A PERSONAL touch and a family feel have helped Derry maintain their recent minor resurgence, insists former minor and senior coach Killian Conlan.

Having featured in a sixth Ulster final in eight seasons, Derry’s current minor crop take on Galway in Saturday’s All-Ireland semi-final.

Conlan also believes Derry seniors’ recent Ulster success had some of its roots in confidence generated from minor success.

Conor Glass, Shea Downey, and Shane McGuigan were on the 2015 winning team that overcame a fancied Donegal on their way to ending a 13-year minor famine.

“There was a lot of good work by men prior to that and teams didn’t get over the line,” pointed out Conlan, the then manager Damian McErlain’s right hand man.

Derry began to get their underage structures in place with Owenbeg’s new gym opening its doors.

Another ingredient was getting “harmony” with the school teams and – like Martin Boyle now – McErlain came into the post after being involved with development squads.

“Macker (McErlain) had a great relationship with Paul Hughes (St Patrick’s, Maghera) and that was a really good starting point,” Conlan points out.

“We got them on board at the start. We had a really good trial process where we wanted everybody and anybody to come that wanted to play for Derry.

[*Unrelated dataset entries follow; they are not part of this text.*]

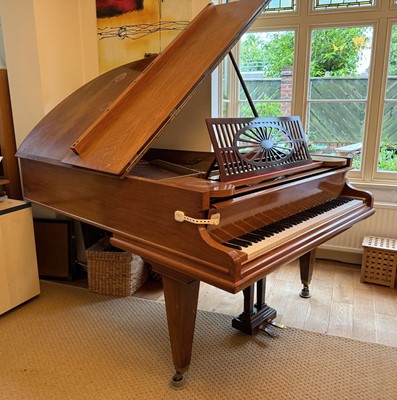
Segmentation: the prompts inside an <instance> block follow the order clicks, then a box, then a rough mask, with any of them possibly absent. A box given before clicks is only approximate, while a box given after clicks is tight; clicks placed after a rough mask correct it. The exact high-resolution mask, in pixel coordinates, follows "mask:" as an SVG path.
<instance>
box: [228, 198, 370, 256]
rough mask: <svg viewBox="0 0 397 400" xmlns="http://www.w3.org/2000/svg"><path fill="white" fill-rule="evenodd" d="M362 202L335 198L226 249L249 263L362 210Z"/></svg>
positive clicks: (252, 231)
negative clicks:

“It was like a family…we trained hard, we had a bit of craic, we got to know everybody and the schools played ball with us. It seemed to work well and went from strength to strength after that,” Conlan added

With a management team in place, it was the perfect foundation for success with the talent at their disposal.

Of the 30 players on Rory Gallagher’s senior squad, 16 have came through the minor conveyor belt in the last eight seasons.

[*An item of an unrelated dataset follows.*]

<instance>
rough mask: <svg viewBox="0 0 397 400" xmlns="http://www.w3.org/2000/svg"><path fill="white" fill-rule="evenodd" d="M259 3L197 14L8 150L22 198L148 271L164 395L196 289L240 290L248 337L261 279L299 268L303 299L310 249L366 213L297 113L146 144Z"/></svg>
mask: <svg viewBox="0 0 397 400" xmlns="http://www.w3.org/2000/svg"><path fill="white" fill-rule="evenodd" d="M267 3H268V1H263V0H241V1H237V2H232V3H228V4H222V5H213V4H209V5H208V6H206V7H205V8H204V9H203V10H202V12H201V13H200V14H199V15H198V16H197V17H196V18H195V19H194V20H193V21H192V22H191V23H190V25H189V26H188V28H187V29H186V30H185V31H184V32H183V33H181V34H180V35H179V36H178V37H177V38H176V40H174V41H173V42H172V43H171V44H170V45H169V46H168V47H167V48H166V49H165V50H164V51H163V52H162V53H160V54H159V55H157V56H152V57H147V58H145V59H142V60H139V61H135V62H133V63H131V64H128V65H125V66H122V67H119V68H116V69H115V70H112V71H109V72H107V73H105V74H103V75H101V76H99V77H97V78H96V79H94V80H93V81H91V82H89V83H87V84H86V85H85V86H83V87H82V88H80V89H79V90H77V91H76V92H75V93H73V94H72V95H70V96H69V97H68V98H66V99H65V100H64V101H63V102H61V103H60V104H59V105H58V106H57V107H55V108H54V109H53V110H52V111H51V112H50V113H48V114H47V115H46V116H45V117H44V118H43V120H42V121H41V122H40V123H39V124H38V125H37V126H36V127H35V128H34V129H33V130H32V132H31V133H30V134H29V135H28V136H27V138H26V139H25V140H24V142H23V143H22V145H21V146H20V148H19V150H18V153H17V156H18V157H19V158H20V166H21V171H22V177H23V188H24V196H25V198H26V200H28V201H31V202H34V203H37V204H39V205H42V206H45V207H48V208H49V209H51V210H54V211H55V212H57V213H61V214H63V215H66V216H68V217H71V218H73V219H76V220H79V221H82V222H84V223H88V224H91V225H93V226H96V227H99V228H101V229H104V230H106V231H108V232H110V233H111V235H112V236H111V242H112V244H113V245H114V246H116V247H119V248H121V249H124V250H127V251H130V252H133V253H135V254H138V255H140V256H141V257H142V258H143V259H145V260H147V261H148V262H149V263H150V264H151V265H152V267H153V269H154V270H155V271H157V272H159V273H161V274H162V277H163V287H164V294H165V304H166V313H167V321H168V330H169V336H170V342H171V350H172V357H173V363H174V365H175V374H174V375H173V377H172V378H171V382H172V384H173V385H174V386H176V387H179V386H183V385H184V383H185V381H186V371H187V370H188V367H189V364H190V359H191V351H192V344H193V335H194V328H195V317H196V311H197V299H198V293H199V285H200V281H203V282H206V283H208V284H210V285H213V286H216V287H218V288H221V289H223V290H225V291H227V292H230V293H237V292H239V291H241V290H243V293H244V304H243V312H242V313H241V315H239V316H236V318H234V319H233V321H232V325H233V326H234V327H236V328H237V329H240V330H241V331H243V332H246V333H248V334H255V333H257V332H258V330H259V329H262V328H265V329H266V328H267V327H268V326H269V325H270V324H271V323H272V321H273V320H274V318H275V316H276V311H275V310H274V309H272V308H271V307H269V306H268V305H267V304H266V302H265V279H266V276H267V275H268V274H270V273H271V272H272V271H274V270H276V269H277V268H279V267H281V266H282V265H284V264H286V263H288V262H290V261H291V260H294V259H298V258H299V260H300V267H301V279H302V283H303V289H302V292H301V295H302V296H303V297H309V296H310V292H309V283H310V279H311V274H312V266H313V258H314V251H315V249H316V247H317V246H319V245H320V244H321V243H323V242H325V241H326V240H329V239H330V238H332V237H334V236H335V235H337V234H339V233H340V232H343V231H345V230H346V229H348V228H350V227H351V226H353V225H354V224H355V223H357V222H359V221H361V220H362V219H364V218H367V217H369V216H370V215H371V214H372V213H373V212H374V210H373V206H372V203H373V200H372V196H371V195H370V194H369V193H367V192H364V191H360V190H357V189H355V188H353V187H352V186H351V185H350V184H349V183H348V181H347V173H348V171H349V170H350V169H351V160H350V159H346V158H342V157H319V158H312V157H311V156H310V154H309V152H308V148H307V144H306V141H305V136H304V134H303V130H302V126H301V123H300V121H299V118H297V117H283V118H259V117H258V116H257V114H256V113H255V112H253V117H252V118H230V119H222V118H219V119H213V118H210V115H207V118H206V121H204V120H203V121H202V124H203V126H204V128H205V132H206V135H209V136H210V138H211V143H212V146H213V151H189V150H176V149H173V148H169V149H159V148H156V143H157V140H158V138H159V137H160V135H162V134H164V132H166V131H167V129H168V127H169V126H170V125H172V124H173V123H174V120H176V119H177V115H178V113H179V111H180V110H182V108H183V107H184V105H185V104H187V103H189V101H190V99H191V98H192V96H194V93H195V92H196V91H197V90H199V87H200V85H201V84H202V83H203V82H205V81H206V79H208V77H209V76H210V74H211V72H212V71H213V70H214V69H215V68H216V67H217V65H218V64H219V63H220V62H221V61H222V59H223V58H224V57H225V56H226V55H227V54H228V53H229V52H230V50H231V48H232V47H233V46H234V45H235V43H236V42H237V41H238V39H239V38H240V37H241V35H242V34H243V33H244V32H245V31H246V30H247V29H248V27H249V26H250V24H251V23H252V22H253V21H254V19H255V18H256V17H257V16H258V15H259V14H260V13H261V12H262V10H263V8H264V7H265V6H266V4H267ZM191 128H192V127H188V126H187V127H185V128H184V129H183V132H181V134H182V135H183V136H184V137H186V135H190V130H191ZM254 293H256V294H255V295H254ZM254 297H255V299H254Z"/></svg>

Having had success at school level, Conlan insists it was the perfect building block for the belief they could also achieve in the red and white of Derry.

“There was a lot of people saying in the run up to the Ulster [senior] final that Donegal would have too much for Derry,” Conlan said of the recent senior final.

He didn’t see it that way. McKaigue would pair up with Paddy McBrearty, with Brendan Rogers going on to Michael Murphy.

“Conor Glass and Shane McGuigan, boys like that, they had no fear of their other players,” he added.

“They had beat them at minor level and there was no doubt that when it came down to a battle at senior level, those boys had it in the tank.”

With underage success, there was a renewed desire to wear the jersey. Current senior player Conor Doherty didn’t make the 2015 minor panel, but made a promise to himself he’d be on board the following season and went on to captain the 2018 U20 winning side.

“He missed out and wanted to be part of it so much,” Conlan said of Doherty’s initial disappointment.

“Once you win everybody wants to be on that train and he is still on it…all the serious people have stayed on the journey.”

Conlan sees the same traits in the current minor management with Martin Boyle “similar” to McErlain. It’s about getting those in with people skills.

“They have a good family atmosphere,” Conlan said of the current minor group. “The families are behind them and it was the same with the [2020] All-Ireland win over Kerry.

“It is an exciting age group and it gives everybody a lift. Some of the friendships you have…you might not see them from week to week, but when you do, you always remember those days.

“It’s great so see that pastoral element evident in Derry and its one of the main reasons why they are doing so well.”